Midlife crises on finite earths.
So this was… good? Pretty good. Weirdly, I would say its biggest problem is that it’s too meta. There’s no subtext to any of the plot, which there could be, because the irreverent fourth wall breaking is so on the fucking nose it all becomes text, which does the film a disservice.
And yet there’s a lot to like here. It’s really a final hurrah for pretty much all the non-MCU Marvel films (except Ghost Rider and Man-Thing, I guess), giving a quick breath of life to those to say goodbye. Which again is slightly undermined by the film bludgeoning you with its intent there, but it’s still fun.
(I need to see a BTS thing of Reynolds and Snipes meeting for the first time since Blade: Trinity though, given they did not get on during that at all).
So yeah, funny, decent plot and some good characters but the script feels too dumbed down really.
I felt it was pretty uneven and took a long while to get going, lots of faffing about the details of the plot (which felt like it was scribbled on the back of a fag packet), and also the Deadpool routine feels a bit familiar and predictable now. And as a whole it felt weirdly small-scale and limited in a lot of ways, despite the multiversal scope.
But despite all that I thought Jackman was great (especially when he got the chance to actually act rather than just react), there were lots of fun little moments, and I like that instead of being about the MCU it actually ends up being a love letter to everything that came before that and effectively paved the way for its success.
I’m also impressed how niche they went with some of the references, especially the whole bit with Gambit (maybe the most cartoonish performance yet in a Deadpool movie.)
Also, I thought the woman who played Cassandra Nova was pretty good and would have been a solid villain in a regular X-Men movie.

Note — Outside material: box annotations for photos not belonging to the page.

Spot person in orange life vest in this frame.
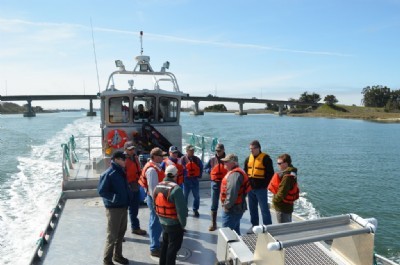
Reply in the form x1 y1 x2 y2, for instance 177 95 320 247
124 141 146 236
161 146 183 187
182 144 203 218
139 147 165 257
244 140 274 234
204 143 228 231
153 165 187 265
220 154 249 235
268 154 299 223
97 151 130 265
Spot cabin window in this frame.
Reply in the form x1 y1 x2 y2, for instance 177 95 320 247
158 97 179 122
133 96 156 122
108 97 129 123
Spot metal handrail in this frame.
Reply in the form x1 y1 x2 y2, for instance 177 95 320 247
186 133 219 161
61 135 102 181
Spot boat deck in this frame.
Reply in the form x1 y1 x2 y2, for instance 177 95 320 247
39 181 384 265
42 185 244 265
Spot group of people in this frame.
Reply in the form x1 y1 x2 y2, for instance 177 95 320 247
98 140 299 264
98 141 203 265
205 140 299 235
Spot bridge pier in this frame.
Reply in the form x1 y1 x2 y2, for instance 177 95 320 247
86 99 96 117
190 100 204 116
24 99 36 117
235 102 247 115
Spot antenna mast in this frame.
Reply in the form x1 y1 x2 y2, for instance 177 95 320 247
90 18 100 93
140 31 143 55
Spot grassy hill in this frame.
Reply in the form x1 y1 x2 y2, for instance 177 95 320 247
289 104 400 122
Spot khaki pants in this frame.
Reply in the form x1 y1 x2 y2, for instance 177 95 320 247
103 208 128 263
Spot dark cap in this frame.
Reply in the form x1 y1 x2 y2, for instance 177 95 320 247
124 141 136 150
165 165 178 177
150 147 164 157
215 144 225 151
169 146 179 153
186 144 194 150
221 154 239 163
111 151 126 160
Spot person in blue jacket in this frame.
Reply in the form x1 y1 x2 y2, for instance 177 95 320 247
97 151 130 265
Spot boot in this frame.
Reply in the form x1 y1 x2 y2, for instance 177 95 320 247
208 211 217 231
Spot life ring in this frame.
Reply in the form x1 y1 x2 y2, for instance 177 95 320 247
107 129 128 149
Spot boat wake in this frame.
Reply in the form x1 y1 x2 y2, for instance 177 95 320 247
0 118 98 264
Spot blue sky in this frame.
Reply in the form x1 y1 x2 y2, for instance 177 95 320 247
0 0 400 108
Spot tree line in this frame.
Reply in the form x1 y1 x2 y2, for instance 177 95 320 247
267 85 400 112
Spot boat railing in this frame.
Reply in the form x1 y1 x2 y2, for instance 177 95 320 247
217 214 377 265
61 135 102 180
186 133 219 162
29 193 65 265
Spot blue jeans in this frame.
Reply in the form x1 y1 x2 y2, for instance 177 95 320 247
128 188 140 229
276 211 292 223
183 177 200 211
222 211 243 235
211 181 221 212
146 195 162 251
247 189 272 226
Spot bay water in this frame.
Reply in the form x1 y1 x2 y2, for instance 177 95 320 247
0 112 400 264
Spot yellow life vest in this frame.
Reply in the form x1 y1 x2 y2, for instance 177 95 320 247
247 153 267 179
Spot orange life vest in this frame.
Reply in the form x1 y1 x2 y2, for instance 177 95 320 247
153 181 178 219
210 157 228 182
220 167 250 204
139 161 165 190
268 172 300 204
185 156 200 178
164 158 183 185
125 156 141 183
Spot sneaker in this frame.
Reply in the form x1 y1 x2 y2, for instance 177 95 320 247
246 226 254 235
132 228 147 236
150 249 161 258
193 210 200 218
113 256 129 264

I enjoyed lots of individual elements, and laughed a bunch, yet still felt underwhelmed for most of the movie.
Weird that for all the talk of this being Deadpool in the MCU, the only scene set in the actual Marvel Cinematic Universe is the Jon Favreau scene at the very start which was completely pointless and doesn’t connect to anything at all in the movie.
I expected it to end with Deadpool and friends being brought into the MCU, post-Secret Wars style, but nope. Everything’s back how it was, just with Logan and Laura there too.
Making the movie about Deadpool’s love for his friends and wanting to save them would work better if his friends got literally anything to do in the movie. Aside from Peter, they’re all basically just in that party scene and get maybe one-two lines each. We never even get a good look at the photo he’s carrying around. I assume they spent all their cast budget on the FOX all-stars and couldn’t afford to film anything with Karan Soni, Brianna Hildebrand, etc. I completely forgot that Shatterstar even existed.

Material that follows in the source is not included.